Le contre-amiral El Mostafa Tarzi, commandant le Secteur maritime de la Zone Sud, a affirmé que la participation du Royaume aux festivités reflète «l’amitié de longue date entre le Maroc et les États-Unis, une relation profondément ancrée dans l’histoire».

Il a rappelé que le Maroc a été le premier pays à reconnaître l’indépendance des États-Unis, en 1777. Depuis, les liens entre les deux pays n’ont cessé de renforcer selon lui «un partenariat exceptionnel fondé sur le respect mutuel, des valeurs partagées et un engagement commun en faveur de la paix, de la stabilité et de la sécurité internationales».

Le responsable a souligné que la Marine royale et son homologue américaine renforcent une coopération devenue «essentielle pour préserver la liberté de navigation, renforcer la sécurité maritime et promouvoir la stabilité régionale et mondiale».

L’ambassadeur Duke Buchan III a rappelé que le sultan Sidi Mohammed Ben Abdellah avait ouvert les ports marocains aux navires américains en 1777, avant même que la marine américaine ne construise sa première frégate.
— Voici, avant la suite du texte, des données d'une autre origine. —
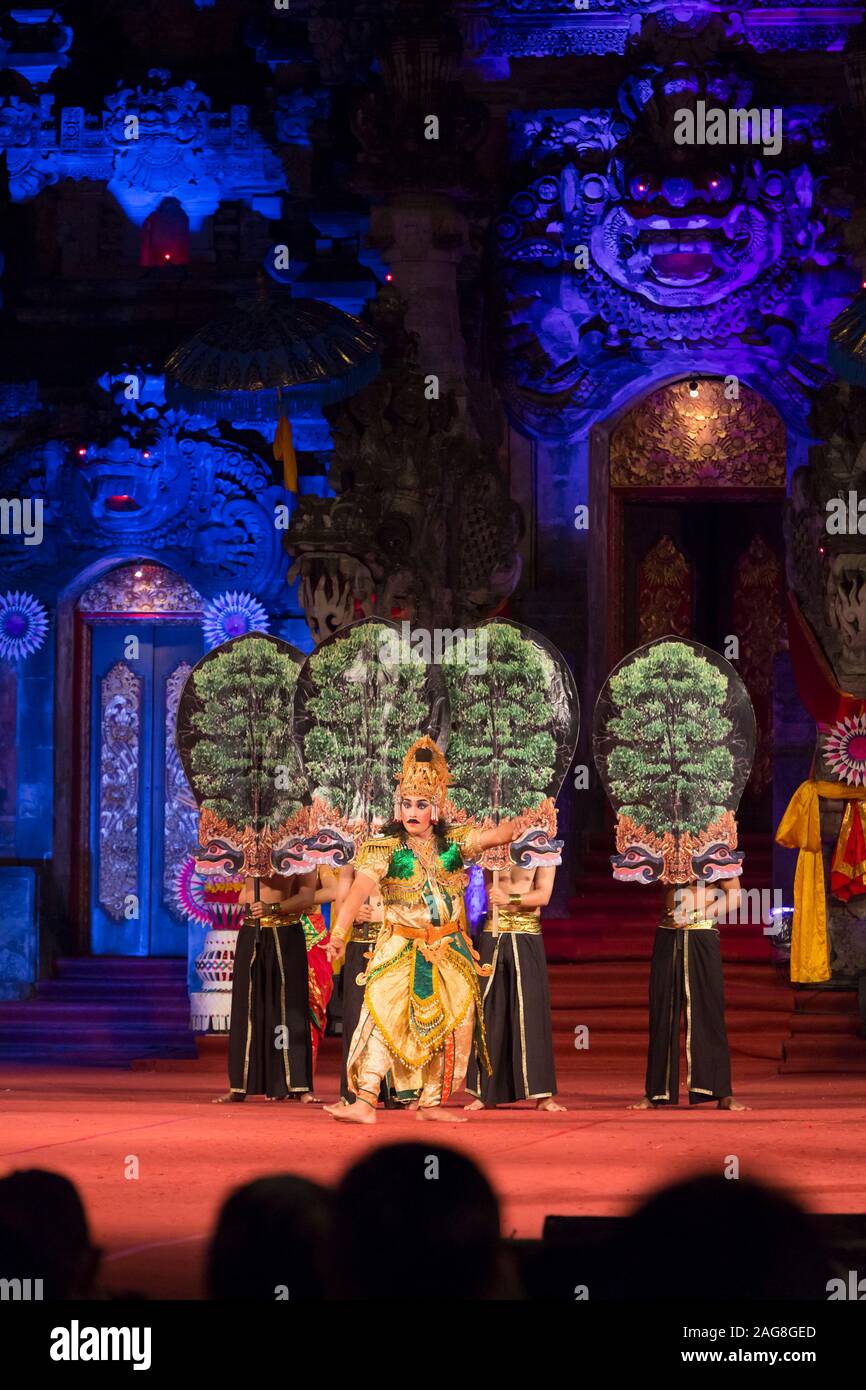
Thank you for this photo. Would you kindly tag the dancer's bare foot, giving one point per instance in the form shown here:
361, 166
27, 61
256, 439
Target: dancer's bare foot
357, 1114
730, 1104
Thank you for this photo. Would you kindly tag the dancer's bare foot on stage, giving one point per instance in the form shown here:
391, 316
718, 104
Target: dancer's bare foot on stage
730, 1104
357, 1114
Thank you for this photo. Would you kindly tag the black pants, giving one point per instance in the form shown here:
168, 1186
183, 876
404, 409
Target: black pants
270, 1050
517, 1022
685, 977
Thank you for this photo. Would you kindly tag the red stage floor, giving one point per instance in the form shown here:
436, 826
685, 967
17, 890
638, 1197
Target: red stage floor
806, 1132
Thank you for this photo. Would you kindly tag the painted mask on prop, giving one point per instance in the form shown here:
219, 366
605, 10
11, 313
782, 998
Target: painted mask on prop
673, 742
Il a décrit ce geste comme une «bouée de sauvetage permettant à une jeune république de trouver sa place dans le monde». Il a estimé que les deux pays «avancent ensemble» aujourd’hui, et que la participation de la frégate Mohammed VI aux célébrations constitue «un rappel de notre histoire commune et de notre amitié».
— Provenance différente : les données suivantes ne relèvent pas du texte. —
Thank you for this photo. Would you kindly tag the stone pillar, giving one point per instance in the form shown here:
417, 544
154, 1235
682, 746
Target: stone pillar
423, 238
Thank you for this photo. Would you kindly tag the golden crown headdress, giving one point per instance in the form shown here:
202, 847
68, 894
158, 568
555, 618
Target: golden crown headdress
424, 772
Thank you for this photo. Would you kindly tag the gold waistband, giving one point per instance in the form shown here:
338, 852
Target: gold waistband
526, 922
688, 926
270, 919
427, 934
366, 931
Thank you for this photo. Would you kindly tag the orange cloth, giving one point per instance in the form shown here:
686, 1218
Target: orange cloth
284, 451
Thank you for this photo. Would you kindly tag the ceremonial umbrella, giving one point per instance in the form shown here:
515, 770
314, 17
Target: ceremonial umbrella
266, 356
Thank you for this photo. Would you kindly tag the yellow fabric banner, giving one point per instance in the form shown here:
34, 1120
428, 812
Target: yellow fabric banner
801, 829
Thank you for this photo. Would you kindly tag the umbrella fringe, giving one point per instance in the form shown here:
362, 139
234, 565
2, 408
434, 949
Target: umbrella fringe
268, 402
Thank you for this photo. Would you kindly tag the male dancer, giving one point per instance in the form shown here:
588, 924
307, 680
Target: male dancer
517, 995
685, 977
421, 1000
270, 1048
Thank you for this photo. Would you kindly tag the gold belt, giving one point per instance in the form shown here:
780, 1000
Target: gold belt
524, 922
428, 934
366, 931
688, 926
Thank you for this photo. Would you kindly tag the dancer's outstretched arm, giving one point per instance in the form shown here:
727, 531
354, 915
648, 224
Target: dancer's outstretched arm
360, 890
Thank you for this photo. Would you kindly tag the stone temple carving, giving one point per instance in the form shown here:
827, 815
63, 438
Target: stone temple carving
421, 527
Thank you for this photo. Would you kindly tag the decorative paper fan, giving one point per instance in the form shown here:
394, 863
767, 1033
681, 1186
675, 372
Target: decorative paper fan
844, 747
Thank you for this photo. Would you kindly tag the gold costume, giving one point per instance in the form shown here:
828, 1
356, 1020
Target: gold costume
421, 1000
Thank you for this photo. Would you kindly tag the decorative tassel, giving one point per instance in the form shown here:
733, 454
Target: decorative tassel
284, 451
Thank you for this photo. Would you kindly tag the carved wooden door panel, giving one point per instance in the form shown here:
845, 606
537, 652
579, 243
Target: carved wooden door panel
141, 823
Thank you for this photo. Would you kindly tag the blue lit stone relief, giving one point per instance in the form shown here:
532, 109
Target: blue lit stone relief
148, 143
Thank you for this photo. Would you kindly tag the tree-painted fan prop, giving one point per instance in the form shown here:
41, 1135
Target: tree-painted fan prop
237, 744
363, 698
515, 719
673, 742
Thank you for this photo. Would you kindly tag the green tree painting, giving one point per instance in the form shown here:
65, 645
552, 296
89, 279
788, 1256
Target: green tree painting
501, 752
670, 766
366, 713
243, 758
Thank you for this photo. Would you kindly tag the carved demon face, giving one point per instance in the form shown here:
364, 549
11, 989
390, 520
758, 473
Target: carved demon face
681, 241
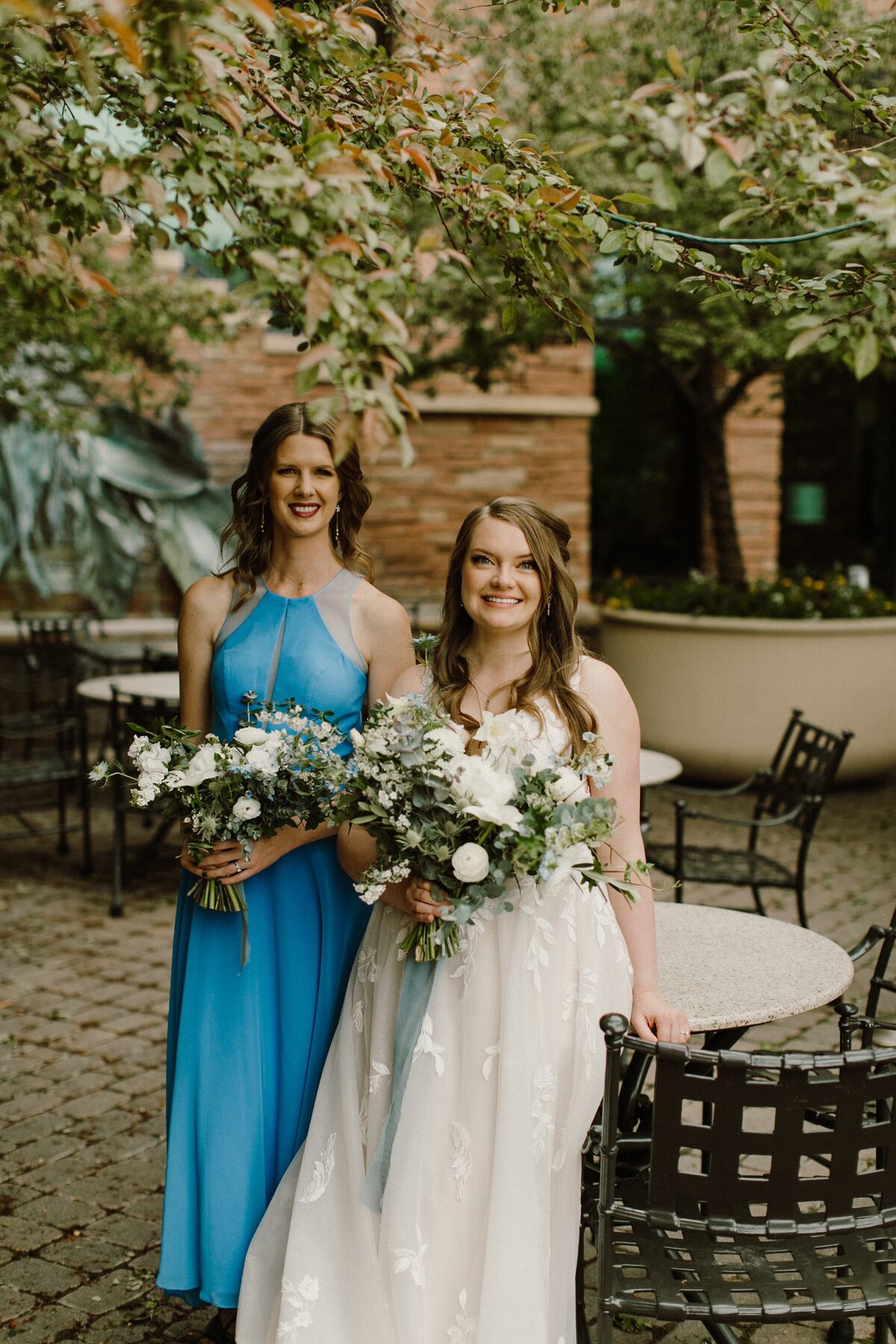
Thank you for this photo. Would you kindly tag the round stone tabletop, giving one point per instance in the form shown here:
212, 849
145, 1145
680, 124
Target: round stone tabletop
732, 969
146, 685
659, 768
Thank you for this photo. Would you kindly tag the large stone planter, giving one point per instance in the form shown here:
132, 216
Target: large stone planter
716, 691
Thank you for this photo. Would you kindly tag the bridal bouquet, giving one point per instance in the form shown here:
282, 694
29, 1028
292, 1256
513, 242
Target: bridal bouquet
280, 766
472, 823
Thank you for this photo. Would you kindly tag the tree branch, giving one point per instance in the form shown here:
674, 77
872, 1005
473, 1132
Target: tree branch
830, 74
L’ambassadeur américain s’est félicité d’un partenariat sécuritaire maroco-américain «plus solide aujourd’hui que jamais», précisant que le Royaume participe chaque année à plus d’une centaine d’activités et exercices militaires organisés par les États-Unis. Il a également rappelé que le président Donald Trump se tient «fermement aux côtés du Maroc», notamment à travers son soutien à l’initiative marocaine d’autonomie, qu’il a qualifiée de «seule base d’une solution juste et durable à la question du Sahara marocain».
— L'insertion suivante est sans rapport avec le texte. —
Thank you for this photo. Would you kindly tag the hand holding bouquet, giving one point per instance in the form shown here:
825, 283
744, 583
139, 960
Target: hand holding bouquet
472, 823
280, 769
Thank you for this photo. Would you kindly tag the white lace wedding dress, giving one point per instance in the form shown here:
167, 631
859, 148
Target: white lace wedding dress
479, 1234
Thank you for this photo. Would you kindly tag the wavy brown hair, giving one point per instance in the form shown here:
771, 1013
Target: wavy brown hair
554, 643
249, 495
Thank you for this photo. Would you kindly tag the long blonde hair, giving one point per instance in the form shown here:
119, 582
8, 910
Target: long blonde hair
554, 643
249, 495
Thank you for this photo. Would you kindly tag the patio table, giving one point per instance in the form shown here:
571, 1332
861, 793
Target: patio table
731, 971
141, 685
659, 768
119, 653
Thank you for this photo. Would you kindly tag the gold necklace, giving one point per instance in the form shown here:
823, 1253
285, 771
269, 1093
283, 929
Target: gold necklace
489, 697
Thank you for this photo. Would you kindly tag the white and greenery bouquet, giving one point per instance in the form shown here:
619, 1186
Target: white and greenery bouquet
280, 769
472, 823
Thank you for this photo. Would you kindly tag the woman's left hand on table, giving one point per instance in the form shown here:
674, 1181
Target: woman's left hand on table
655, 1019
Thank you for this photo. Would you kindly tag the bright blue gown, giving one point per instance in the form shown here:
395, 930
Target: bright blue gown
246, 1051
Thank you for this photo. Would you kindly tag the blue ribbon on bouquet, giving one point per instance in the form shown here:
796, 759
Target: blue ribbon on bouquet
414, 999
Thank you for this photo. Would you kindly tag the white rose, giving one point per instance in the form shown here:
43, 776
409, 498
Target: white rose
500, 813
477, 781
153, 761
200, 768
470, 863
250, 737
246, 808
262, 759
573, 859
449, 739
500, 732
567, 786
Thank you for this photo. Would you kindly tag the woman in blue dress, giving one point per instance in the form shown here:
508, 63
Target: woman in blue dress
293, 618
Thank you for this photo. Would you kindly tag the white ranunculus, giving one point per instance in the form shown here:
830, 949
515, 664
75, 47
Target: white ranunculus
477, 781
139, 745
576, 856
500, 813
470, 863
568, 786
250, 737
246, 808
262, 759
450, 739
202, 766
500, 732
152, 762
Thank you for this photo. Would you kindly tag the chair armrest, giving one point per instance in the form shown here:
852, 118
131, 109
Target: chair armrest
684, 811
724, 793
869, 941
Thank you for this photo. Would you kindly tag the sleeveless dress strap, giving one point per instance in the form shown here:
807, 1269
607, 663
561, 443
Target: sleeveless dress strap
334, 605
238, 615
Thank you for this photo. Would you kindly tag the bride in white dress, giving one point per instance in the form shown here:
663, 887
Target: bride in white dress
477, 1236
De son côté, Youssef Amrani a estimé que la participation de la Marine royale à cet événement «incarne avec force l’un des partenariats stratégiques les plus anciens, les plus solides et les plus durables de l’histoire américaine». Notre histoire, a-t-il ajouté, est «remarquable», précisant que «ce qui la rend véritablement exceptionnelle, ce n’est pas seulement d’où elle vient, mais aussi vers où elle va».

La cérémonie s’est conclue par un échange de cadeaux. Le commandant de la frégate Mohammed VI a offert au contre-amiral américain Bradley Andros une toile représentant le bâtiment marocain mouillant au large de New York, les gratte-ciel de la métropole américaine en toile de fond.